Data menunjukkan hanya tersisa sekitar 350 ekor populasi kerbau yang tersebar di delapan peternakan keluarga di Kabupaten Deliserdang dan Serdang Bedagai.
Jumlah ini jauh di bawah ambang batas viable population (500 ekor) menurut FAO, sehingga mengancam keberlanjutan genetik dan potensi ekonominya.
Hal tersebut terungkap dalam acara Focus Group Discussion (FGD) yang bertema "Menyelamatkan Kerbau Perah di Sumatera Utara" Kerjasama Program Studi Peternakan Fakultas Pertanian USU dengan LATERAL, Jumat (18/7/2025) di ruang seminar, Fakultas Pertanian, USU, Medan.

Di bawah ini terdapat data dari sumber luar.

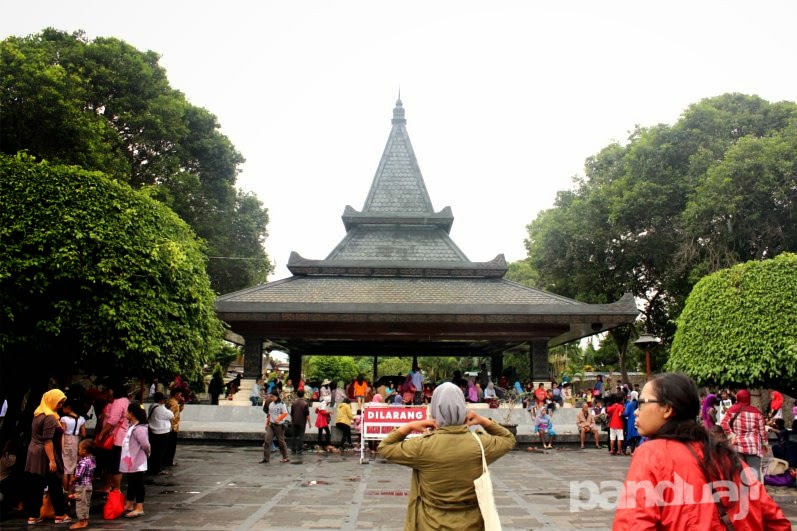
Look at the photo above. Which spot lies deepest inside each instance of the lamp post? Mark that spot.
(646, 342)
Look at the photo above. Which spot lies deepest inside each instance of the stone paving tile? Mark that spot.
(218, 487)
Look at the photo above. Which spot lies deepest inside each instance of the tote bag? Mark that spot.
(484, 493)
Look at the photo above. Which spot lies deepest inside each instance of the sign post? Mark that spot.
(381, 419)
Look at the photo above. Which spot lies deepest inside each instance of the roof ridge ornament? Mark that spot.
(398, 112)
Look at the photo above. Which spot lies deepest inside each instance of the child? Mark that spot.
(358, 421)
(81, 482)
(74, 427)
(322, 424)
(544, 428)
(343, 420)
(133, 462)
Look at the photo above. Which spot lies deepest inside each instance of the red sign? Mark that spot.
(378, 421)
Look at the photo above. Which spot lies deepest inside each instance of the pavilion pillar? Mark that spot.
(540, 369)
(295, 368)
(253, 357)
(496, 367)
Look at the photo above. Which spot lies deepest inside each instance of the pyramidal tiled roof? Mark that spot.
(397, 233)
(398, 187)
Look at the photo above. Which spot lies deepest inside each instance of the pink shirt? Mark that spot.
(117, 418)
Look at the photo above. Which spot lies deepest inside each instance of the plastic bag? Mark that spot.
(47, 510)
(114, 506)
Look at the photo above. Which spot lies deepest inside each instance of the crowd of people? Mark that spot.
(711, 439)
(59, 465)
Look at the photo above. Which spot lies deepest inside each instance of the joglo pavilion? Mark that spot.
(398, 285)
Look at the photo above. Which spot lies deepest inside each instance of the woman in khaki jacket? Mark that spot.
(445, 461)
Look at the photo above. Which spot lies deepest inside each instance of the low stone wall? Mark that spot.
(247, 423)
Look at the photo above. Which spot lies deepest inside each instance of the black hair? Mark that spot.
(119, 390)
(678, 391)
(88, 445)
(138, 411)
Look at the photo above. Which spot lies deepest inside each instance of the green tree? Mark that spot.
(98, 278)
(644, 218)
(523, 272)
(336, 368)
(104, 105)
(394, 367)
(739, 327)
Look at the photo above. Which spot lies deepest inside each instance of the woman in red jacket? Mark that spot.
(674, 475)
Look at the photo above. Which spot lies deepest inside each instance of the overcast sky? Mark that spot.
(504, 100)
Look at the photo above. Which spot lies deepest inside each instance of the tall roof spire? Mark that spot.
(398, 112)
(397, 233)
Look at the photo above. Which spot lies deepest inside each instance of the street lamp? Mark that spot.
(646, 342)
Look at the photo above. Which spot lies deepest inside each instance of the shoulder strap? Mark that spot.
(484, 461)
(725, 518)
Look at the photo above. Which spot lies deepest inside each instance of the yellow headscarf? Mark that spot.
(49, 403)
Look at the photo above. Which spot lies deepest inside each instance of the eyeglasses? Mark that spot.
(649, 401)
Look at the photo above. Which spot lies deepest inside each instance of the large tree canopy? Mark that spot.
(96, 277)
(739, 327)
(674, 203)
(104, 105)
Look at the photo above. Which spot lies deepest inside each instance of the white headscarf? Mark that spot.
(448, 405)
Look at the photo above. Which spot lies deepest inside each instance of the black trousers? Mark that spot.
(34, 491)
(297, 438)
(346, 431)
(135, 487)
(158, 442)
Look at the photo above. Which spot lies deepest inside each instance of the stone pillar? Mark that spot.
(295, 368)
(496, 367)
(540, 369)
(253, 357)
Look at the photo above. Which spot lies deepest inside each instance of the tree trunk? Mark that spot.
(621, 335)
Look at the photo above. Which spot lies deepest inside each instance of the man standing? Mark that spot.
(175, 405)
(417, 382)
(300, 419)
(615, 415)
(254, 396)
(159, 420)
(275, 428)
(484, 376)
(585, 421)
(744, 426)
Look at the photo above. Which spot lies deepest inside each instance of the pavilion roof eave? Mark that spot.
(495, 268)
(443, 219)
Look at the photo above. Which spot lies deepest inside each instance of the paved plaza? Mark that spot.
(223, 487)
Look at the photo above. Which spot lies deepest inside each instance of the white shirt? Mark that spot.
(160, 419)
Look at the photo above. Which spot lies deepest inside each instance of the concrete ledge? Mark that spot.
(200, 422)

Acara FGD tersebut dihadiri Direktur Lateral Dr Saruhum Rambe SSi MSi, Ketua Dewan Pengawas Lateral, Dr Abdullah Akhyar Nasution, perwakilan dari Balai Pembibitan Ternak Unggul dan Hijauan Pakan Ternak (BPTUHPT) Siborongborong, Morina Girsang SPT.
Hadir juga perwakilan Dinas Pertanian Deliserdang, Dinas Pertanian Serdang Bedagai (Sergai) dan para praktisi kerbau di Sumut.
Menurut Ketua Dewan Pengawas Lateral, Dr Abdullah Akhyar Nasution, beberapa masalah utama yang dihadapi para peternak kerbau di Sumut yakni, Pertama, populasi terfragmentasi, di mana kepadatan rendah (0,42 ekor/km²) dan risiko isolasi genetik.
Kedua, lanjut Akhyar, manajemen yang masih tradisional, yakni pola peternakan turun-temurun tanpa program pemuliaan atau pencatatan genetik.
Ketiga, hambatan ekonomi-teknis, yakni lahan gembala berkurang, teknologi terbatas, dan margin keuntungan rendah yakni antara 12-15%.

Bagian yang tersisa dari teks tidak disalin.